The Celtic Tiger boomed in the 1990s with economic liberalisation.  It rose in the economic freedom index of the Heritage Foundation and the Wall Street Journal to rank as the freest economy after Hong Kong and Singapore.  Notions that its economic success was due to EU subsidies and interventionist industry policies were misplaced.

Policy errors combined with the unsuitability of EU monetary policy for an overheating economy contributed to the property bubble, bank failures and the debt crisis of recent years.  However, Ireland stands a better chance of recovery than some other highly indebted European economies.

Internal devaluation is already working, export growth is strong, and the government has taken tough decisions, including cuts of 10 percent to public sector payrolls.

The biggest risk remains the possible need for further recapitalisation of Ireland’s banks and associated sovereign debt burdens.

The challenge for Ireland is to return to the principles of the Celtic Tiger and achieve growth rates in the next few years that will see its debt levels peak and reverse.

Ireland’s tigerish dynamics – liberalised, young, productive and hi-tech!

Click on the graph to enlarge.

Source: OECD, Eurostat, CBI, Datastream


  1. Yeah right. If that was all it took, how come German’s economy (highly regulated in both axes) is currently leading the world?

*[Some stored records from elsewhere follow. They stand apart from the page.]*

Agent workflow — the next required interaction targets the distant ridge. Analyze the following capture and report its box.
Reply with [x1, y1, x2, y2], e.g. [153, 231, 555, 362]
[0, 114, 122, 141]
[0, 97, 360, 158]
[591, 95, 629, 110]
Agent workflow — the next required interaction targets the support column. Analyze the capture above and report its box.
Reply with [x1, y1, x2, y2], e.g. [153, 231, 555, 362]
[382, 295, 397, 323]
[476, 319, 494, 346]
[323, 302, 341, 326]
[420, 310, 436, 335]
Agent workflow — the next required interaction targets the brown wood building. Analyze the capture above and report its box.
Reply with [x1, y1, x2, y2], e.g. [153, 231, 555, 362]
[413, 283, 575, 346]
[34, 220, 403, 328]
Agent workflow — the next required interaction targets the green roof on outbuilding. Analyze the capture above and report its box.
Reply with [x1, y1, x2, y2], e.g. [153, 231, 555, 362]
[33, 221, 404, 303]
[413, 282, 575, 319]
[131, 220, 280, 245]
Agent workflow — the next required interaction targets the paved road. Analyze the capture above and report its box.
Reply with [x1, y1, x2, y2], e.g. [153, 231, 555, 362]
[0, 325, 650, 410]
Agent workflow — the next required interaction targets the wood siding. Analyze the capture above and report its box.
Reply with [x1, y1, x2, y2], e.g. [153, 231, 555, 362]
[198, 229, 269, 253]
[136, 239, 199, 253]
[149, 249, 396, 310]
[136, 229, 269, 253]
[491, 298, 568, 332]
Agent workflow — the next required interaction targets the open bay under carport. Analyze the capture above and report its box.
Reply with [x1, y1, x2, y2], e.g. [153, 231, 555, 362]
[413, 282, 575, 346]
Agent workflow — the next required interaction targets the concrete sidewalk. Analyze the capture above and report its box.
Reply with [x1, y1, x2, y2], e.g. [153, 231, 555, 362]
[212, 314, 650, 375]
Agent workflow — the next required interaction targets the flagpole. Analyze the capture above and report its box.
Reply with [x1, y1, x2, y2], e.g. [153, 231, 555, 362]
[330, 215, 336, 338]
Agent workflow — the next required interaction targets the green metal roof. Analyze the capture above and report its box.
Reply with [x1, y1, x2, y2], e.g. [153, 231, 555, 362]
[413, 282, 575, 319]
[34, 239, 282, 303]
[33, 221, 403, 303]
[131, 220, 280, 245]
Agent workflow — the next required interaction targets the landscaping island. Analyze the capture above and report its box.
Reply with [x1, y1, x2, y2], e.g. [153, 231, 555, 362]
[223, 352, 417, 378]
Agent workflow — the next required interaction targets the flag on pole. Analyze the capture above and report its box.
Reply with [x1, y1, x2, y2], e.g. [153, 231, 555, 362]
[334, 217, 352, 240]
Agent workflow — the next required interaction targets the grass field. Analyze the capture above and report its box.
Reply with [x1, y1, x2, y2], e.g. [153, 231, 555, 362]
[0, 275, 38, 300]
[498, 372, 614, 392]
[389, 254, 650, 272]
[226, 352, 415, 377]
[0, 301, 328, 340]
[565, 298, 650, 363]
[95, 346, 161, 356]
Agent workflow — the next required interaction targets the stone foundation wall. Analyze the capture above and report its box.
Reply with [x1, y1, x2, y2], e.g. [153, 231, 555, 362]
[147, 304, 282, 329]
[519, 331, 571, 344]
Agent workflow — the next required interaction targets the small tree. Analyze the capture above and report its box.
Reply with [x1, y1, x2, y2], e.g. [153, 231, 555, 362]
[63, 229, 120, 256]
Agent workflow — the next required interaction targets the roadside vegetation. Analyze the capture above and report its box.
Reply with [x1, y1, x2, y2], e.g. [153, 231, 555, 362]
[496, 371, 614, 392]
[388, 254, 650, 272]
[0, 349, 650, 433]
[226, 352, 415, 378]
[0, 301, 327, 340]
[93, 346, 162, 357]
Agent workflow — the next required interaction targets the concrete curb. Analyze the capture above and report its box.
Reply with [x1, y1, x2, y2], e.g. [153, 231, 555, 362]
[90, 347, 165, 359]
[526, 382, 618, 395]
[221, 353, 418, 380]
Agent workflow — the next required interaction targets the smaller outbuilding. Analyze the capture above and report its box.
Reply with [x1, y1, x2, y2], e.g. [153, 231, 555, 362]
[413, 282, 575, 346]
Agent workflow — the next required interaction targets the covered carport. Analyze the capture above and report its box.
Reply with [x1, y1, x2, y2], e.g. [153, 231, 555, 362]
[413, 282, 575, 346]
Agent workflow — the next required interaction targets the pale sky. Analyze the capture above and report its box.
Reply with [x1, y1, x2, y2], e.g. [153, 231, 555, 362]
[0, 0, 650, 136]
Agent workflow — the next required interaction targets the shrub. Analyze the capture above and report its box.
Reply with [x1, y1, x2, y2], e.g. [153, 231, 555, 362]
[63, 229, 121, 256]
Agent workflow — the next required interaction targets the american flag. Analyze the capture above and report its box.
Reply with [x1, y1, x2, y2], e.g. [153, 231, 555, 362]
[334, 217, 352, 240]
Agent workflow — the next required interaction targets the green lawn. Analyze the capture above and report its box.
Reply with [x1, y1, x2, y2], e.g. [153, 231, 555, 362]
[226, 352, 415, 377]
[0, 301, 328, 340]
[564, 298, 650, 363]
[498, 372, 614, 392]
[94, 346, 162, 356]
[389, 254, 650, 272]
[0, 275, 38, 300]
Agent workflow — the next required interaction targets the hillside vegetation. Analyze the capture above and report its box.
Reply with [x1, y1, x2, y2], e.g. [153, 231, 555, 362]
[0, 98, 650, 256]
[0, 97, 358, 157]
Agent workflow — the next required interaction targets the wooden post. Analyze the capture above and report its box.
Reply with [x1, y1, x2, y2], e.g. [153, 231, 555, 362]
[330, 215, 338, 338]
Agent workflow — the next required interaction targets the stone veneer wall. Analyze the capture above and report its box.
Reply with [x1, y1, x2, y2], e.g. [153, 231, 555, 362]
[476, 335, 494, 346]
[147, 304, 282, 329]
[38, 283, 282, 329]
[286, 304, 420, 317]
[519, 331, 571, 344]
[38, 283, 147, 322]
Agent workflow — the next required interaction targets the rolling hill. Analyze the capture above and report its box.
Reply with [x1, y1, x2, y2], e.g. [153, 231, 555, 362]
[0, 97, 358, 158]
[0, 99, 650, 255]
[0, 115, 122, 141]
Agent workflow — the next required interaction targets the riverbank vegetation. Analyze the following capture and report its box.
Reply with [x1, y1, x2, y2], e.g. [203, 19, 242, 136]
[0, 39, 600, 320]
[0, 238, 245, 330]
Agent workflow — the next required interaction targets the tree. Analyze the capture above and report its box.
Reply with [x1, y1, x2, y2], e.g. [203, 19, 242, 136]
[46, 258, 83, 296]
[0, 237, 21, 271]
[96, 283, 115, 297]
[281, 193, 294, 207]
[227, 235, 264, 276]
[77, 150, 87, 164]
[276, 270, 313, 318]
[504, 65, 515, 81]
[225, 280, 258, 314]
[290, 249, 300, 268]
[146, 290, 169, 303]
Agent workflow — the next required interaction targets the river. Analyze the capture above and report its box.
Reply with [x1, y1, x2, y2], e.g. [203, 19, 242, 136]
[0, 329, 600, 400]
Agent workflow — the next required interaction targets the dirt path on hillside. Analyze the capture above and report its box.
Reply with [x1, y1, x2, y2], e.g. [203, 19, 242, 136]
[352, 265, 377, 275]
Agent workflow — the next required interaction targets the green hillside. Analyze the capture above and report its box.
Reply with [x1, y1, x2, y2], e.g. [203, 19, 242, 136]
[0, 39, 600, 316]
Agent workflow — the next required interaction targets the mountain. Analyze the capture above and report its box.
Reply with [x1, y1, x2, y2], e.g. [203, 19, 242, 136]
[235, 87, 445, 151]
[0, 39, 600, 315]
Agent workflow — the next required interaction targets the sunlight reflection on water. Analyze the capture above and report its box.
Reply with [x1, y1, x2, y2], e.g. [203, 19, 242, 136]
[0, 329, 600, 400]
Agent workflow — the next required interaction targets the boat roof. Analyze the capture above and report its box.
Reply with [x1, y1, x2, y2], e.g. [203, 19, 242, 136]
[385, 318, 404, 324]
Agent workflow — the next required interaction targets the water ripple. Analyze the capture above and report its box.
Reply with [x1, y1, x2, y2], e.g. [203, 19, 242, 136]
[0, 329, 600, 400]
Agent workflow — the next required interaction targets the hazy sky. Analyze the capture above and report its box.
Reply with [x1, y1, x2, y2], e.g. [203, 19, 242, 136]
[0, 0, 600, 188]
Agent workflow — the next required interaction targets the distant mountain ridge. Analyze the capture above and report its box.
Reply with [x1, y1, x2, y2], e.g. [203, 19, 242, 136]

    And Ireland Celtic Tiger policies (free university education for all, for example) puts NZ interest free student loans wildly in the shade!

    And now I think about it – how the FUCK can Ireland be “lightly regulated”? It’s right in the EU – it has every single EU regulation to obey.
    So there’s something very odd about your graph.

  2. It seems to me the banks worldwide are, and have been behaving recklessly, and then not taking ownership but getting bailed out by taxpayers (the crazy lending to the Irish boom is a classic – how many hundreds of thousands of empty houses?!) and strangling the productive sectors of the economy. I would say that the rise of the financial sector (in all its facets) in the last few decades is a concern as large parts of it are generally unproductive.